Are there other alternative methods I can try in Python for solving similar PDEs? (something along the line of finite difference/method of lines) I mean utilizing existing libraries, preferably those in scipy.
I'm using a system of ode's to model coffee bean roasting for a class assignment. The equations are below.
The parameters (other than X_b and T_b) are all constants.
When I try to use odeint to solve this system, it gives a constant T_b and X_b profile (which conceptually doesn't make sense).

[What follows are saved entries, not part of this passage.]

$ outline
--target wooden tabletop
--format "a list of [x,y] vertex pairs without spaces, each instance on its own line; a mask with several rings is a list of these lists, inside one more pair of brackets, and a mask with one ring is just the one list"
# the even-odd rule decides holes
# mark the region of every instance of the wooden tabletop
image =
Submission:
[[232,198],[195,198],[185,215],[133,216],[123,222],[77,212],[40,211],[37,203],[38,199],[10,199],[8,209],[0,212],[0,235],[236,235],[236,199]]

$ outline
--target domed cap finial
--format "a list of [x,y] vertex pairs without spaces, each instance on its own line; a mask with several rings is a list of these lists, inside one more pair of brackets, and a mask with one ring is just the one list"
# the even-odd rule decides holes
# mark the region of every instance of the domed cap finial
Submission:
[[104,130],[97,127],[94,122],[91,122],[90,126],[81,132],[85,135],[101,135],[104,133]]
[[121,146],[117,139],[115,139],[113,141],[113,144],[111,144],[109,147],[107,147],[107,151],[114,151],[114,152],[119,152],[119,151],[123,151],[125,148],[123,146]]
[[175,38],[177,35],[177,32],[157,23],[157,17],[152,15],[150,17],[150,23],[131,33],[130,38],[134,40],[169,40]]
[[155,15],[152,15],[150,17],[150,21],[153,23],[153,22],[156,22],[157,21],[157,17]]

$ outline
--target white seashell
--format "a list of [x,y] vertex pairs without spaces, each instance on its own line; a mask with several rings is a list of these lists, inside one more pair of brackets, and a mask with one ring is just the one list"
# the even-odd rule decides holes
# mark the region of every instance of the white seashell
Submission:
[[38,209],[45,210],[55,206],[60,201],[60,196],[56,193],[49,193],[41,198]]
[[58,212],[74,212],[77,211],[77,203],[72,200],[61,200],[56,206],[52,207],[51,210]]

Below is the code I'm using
from scipy.integrate import odeint
import numpy as np
import matplotlib.pyplot as plt
# Write function for bean temperature T_b differential equation
def deriv(X,t):
T_b, X_b = X
dX_b = (-4.32*10**9*X_b**2)/(l_b**2)*np.exp(-9889/T_b)
dT_b = ((h_gb*A_gb*(T_gi - T_b))+(m_b*A_arh*np.exp(-H_a/R_g/T_b))+
(m_b*lam*dX_b))/(m_b*(1.099+0.0070*T_b+5*X_b)*1000)
return [dT_b, dX_b]
# Establish initial conditions
t = 0 #seconds
T_b = 298 # degrees K
X_b = 0.1 # mass fraction of moisture
# Set time step
dt = 1 # second
# Establish location to store data
history = [[t,T_b, X_b]]
# Use odeint to solve DE
while t < 600:
T_b, X_b = odeint(deriv, [T_b, X_b], [t+dt])[-1]
t += dt
history.append([t,T_b, X_b])
# Plot Results
def plot_history(history, labels):
"""Plots a simulation history."""
history = np.array(history)
t = history[:,0]
n = len(labels) - 1
plt.figure(figsize=(8,1.95*n))
for k in range(0,n):
plt.subplot(n, 1, k+1)
plt.plot(t, history[:,k+1])
plt.title(labels[k+1])
plt.xlabel(labels[0])
plt.grid()
plt.tight_layout()
plot_history(history, ['t (s)','Bean Temperature $T_b$ (K)', 'Bean Moisture Content $X_b$'])
plt.show()
Do you have any ideas why the integration step isn't working?
Thank You!!
You're repeatedly solving the system of equations for only a single timepoint.
From the odeint documentation, the odeint command takes an argument t which is:
A sequence of time points for which to solve for y. The initial value point should be the first element of this sequence.
Since you pass [t+dt] to odeint, there is only a single timepoint so you get back only a single value which is simply your initial condition.
The correct way to use odeint is similar to the following:
output = odeint(deriv, [T_b, X_b], np.linspace(0,600,600))
Here output, again according to the documentation is:
Array containing the value of y for each desired time in t, with the initial value y0 in the first row.